The Bedouin are indeed neglected, but almost every young person has a mobile phone and is active on social media. It’s not difficult to find a group of young Bedouin with fire in their bellies and concerns about the Negev. Each year, leadership programs in Bedouin communities produce talented young people. Youth movements and NGOs such as AJEEC (Arab-Jewish Center for Empowerment, Equality and Cooperation, at the Negev Institute), the Scouts and HaNoar Haoved VeHalomed, as well as organizations such as Desert Stars and the Kav Hazinuk program train dozens of young Bedouin each year, providing them with exceptional skills with which they can reshape their society’s dark reality, as well as carry the heavy burden Alkharumi left behind.

It’s important to note that these young people are familiar with the Bedouin language, allowing them to talk to their community and speak in its name. Where are these young people? Why don’t they find any expression in the political arena? How could it be that out of all these people there aren’t a few who say: It’s on us, we’ll take responsibility. Is it because they have no political opinions? Or that they’ve lost their trust in politicians? Are they not talented enough? Is it because their representatives in the Knesset who supposedly speak for them, don’t turn to them or succeed in identifying their potential?

Bedouin village Abu Qrenat in Southern IsraelCredit: Eliyahu Hershkovitz

A long-term apparatus is required, built, and defined through goals that promote the interests of Bedouin society.

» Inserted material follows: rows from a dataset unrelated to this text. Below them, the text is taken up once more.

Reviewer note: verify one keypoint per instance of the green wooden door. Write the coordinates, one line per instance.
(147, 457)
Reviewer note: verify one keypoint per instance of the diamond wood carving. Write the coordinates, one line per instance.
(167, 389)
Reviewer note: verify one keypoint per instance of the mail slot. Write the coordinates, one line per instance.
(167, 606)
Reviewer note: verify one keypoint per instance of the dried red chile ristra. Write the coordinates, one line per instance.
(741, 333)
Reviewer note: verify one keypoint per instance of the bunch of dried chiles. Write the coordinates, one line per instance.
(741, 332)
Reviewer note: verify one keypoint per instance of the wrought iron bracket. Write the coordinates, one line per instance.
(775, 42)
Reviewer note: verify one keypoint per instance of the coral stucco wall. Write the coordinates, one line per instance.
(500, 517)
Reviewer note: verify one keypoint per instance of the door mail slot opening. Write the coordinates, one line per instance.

Such a matrix will need to find a way of including young Bedouin, taking them in while instilling trust in local and state politics, infusing them with hope and a willingness to shoulder the burden.

There is a need for extensive training of these young people, providing them with practical tools and a knowledge of the language of politics. They should have been approached yesterday; the clock is already ticking. The interests of Bedouin society should also be the interests of the Arab parties. Whether Ra’am admits this or not, the Bedouin are the ones who saved it in the last election. We’re talking about 250,000 people with no representation. You can figure out how many Knesset seats this amounts to.

As a young Bedouin man, I had an opportunity to provide education in a Zionist youth movement, to participate in leadership programs, and I am presently forging my way at Reichman University, where I am the first and only member of my community. How I’d like to see others like me, making their way together with me, on the way to the table where decisions are made, in Jerusalem’s government offices.

My dream is very dependent on the next step taken by Arab parties and their policy regarding Bedouin society. Will the Negev be a backyard for them as well? Or will they allow themselves to prepare young Bedouin to carry forward the torch left behind by Alkharumi?

Tamer Masudin, a graduate of the Kav Hazinuk leadership program, studies government at Reichman University, formerly the Interdisciplinary Center in Herzliya.